As I sit here
As I sit here, my hands tremble. Did I make the right decision?
The feeling is not unlike the trauma one might feel when passing by the site of an old tragedy—an accident, a loss, a betrayal. That place, etched into memory, holds the power to shake you to your core, just as trust, once broken, becomes so difficult to rebuild.
I wonder if I’ll ever accept what happened to me and move on. I’ve been told countless times not to let the weight of the past dictate the course of my life. I’ve even quoted those very words: The situations we face should not become excuses for standing still.
But is it truly just an excuse? Or is it the reality of scars that refuse to fade, of a heart that still aches despite the passage of time?
I’ve come to believe that life is like a triangle, with three sides: spiritual, emotional, and physical. If one side falters, the triangle collapses, leaving life incomplete. Like the traditional three stones used to support a cooking pot, all must work together—remove one, and the pot cannot balance.

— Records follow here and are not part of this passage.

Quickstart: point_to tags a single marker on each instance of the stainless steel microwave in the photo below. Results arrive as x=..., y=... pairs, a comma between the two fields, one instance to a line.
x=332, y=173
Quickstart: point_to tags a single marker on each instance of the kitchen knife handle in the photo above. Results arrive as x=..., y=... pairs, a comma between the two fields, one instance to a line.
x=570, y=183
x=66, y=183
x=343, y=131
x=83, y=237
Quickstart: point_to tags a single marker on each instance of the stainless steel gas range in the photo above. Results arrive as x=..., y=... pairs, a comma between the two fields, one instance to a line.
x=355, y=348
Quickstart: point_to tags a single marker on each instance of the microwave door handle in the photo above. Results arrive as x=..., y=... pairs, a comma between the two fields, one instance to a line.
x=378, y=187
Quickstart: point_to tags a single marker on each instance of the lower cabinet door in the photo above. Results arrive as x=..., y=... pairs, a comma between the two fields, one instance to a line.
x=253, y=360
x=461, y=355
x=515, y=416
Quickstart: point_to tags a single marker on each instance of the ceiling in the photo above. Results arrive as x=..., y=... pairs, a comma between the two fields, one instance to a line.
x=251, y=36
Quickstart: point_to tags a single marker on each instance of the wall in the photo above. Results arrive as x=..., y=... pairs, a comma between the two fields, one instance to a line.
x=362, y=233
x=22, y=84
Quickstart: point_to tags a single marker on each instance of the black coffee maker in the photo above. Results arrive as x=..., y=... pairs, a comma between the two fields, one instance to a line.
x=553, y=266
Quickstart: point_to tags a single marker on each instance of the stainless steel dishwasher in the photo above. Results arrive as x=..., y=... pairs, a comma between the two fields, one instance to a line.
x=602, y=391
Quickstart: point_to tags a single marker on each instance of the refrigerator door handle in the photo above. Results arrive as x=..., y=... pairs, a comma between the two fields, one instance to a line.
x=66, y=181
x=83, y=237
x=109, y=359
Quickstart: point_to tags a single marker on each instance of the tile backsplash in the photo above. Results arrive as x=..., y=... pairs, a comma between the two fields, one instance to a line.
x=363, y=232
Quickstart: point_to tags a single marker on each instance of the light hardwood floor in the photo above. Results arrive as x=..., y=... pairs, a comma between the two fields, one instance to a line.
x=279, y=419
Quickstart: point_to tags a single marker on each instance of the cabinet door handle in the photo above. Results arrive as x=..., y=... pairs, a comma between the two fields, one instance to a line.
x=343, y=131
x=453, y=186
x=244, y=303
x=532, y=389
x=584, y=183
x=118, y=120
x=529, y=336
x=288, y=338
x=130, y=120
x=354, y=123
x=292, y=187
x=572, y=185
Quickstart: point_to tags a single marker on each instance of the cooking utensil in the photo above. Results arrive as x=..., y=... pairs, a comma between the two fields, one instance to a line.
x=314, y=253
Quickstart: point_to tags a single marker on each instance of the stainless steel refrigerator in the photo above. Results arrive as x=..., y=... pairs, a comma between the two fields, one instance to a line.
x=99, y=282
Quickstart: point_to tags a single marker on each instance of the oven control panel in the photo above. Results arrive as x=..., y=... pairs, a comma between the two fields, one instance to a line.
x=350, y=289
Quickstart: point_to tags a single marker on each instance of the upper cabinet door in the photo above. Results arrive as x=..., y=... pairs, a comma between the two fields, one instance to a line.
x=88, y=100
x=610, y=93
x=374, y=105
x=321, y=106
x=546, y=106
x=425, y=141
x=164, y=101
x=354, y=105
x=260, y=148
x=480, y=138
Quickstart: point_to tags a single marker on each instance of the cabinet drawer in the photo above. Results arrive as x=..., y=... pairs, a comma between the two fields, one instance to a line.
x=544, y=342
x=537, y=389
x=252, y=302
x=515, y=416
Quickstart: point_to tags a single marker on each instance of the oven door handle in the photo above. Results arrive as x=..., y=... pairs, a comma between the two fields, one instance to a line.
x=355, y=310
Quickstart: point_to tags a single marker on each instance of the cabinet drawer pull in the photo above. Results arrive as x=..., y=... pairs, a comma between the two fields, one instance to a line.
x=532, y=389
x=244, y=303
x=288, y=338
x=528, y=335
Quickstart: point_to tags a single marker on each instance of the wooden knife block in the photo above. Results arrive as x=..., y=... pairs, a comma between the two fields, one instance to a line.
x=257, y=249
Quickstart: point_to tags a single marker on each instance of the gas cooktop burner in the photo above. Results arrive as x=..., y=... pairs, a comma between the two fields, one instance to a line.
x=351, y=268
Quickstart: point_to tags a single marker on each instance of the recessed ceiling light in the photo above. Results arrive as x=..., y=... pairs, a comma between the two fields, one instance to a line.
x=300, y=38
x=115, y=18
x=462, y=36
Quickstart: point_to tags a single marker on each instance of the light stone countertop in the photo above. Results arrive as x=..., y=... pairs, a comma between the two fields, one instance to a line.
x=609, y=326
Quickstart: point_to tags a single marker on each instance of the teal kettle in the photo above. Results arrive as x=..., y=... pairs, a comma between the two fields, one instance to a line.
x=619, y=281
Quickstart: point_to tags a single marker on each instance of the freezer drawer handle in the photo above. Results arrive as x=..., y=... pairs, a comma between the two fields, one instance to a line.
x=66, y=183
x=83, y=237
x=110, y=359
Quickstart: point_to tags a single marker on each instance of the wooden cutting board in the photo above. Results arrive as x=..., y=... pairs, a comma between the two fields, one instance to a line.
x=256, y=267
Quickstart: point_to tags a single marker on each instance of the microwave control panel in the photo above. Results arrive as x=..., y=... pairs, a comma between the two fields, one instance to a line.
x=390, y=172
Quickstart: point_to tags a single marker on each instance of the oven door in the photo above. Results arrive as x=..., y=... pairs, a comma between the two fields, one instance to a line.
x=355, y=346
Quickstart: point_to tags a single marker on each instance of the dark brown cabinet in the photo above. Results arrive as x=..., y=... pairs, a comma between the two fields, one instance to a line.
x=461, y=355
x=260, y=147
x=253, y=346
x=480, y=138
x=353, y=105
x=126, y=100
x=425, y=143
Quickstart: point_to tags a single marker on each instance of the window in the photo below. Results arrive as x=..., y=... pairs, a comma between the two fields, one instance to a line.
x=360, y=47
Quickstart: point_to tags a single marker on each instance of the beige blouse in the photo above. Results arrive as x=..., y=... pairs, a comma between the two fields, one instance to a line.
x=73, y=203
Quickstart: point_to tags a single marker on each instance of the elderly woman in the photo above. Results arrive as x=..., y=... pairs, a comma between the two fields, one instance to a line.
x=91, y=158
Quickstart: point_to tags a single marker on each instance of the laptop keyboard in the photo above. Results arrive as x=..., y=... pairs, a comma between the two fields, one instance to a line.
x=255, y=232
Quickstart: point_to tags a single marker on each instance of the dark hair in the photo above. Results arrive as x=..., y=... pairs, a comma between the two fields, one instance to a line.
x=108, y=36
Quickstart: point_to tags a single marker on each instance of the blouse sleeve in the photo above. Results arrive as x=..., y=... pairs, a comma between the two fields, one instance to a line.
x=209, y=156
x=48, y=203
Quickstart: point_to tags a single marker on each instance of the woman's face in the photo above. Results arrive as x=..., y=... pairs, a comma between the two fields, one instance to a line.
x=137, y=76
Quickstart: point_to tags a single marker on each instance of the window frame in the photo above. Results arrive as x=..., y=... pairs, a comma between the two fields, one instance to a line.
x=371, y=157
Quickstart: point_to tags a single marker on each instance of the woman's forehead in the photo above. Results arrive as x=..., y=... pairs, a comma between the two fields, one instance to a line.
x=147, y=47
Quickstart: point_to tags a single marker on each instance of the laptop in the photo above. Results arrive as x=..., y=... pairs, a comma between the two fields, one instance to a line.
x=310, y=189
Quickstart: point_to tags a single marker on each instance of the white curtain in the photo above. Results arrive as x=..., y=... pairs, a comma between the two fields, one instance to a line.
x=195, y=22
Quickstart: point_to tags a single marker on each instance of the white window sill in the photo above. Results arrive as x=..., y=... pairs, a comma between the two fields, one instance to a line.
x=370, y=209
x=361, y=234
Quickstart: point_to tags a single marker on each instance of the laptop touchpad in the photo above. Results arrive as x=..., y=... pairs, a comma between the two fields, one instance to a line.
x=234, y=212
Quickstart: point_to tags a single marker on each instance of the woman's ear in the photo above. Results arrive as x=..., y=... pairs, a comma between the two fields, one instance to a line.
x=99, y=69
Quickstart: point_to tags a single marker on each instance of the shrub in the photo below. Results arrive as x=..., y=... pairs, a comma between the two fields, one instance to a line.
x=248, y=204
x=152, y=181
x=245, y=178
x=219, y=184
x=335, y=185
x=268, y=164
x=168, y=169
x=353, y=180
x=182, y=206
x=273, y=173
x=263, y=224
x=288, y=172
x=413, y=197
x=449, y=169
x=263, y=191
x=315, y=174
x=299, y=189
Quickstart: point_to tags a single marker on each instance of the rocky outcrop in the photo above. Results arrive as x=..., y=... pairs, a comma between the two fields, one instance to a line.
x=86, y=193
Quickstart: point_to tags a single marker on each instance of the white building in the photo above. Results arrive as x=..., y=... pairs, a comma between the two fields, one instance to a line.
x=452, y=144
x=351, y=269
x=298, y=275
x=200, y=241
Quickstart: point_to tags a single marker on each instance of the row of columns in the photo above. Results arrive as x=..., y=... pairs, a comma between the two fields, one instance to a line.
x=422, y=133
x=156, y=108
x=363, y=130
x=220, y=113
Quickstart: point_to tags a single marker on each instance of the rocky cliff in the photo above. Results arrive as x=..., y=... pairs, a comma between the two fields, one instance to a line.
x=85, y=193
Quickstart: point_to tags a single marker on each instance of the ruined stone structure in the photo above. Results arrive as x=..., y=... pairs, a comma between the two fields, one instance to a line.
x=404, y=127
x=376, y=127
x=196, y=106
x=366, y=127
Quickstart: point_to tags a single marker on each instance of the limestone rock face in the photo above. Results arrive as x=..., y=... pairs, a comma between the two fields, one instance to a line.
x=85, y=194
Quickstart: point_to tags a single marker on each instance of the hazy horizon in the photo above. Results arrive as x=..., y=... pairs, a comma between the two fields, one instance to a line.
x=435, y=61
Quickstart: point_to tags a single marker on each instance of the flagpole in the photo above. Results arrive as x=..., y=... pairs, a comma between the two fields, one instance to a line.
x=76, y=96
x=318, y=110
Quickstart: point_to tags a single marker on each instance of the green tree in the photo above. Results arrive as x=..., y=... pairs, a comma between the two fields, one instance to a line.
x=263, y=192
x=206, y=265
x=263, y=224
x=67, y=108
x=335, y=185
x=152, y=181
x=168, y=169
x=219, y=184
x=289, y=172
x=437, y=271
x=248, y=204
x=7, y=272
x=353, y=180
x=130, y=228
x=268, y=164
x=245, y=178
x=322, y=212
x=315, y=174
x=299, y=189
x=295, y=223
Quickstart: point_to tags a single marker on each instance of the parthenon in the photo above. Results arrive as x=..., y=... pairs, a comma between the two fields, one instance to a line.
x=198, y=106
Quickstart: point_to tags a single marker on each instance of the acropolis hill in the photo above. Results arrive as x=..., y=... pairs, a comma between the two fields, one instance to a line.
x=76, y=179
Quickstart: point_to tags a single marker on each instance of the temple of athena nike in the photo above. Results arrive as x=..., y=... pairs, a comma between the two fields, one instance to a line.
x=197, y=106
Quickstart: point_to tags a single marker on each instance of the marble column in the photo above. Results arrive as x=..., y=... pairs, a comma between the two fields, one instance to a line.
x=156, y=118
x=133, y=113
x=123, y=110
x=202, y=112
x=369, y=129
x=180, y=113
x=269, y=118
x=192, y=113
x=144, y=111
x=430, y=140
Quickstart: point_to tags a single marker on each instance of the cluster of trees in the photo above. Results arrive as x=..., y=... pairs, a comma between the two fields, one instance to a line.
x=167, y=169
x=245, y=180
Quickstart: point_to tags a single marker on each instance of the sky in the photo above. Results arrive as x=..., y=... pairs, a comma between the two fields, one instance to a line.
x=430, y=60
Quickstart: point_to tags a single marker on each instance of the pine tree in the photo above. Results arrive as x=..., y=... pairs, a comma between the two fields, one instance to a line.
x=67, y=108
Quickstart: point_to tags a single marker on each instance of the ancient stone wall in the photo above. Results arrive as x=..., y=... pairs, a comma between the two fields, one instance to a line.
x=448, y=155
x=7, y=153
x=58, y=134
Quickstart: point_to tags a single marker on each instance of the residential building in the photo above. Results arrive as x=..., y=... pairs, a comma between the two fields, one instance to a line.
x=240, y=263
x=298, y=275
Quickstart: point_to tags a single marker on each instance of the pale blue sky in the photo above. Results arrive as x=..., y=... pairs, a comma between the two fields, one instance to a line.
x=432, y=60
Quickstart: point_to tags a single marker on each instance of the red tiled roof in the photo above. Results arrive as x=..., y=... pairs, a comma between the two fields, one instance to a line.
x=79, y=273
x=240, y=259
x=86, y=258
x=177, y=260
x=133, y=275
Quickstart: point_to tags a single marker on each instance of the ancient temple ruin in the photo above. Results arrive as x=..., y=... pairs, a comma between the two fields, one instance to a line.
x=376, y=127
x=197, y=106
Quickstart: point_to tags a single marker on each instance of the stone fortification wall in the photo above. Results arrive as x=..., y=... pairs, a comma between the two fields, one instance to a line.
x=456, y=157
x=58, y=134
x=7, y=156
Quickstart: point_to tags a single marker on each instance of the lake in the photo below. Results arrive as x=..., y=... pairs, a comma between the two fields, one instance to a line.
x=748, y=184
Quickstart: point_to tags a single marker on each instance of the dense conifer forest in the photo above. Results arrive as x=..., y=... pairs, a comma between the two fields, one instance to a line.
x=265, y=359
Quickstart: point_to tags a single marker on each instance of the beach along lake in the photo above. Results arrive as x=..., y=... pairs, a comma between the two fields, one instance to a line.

Sometimes, I feel like my triangle is cracked. My spiritual side is weighed down by questions I cannot answer, my emotions are tangled in a web of pain and uncertainty, and my physical self bears the toll of sleepless nights and endless worry. I try to rebuild, but the cracks seem too wide, the pieces too fragile.
And yet, there’s a small voice within me that whispers: You are still here. You have not given up. Perhaps life doesn’t demand perfection, but persistence. Perhaps the broken triangle can still hold together, even if it isn’t flawless.
And so, I sit here, facing the question that refuses to let me go:
Can my life ever feel whole again? Can I truly function while carrying the weight of my past?
Maybe the answer isn’t found in forgetting but in learning to carry it differently—in finding strength not despite the cracks, but because of them.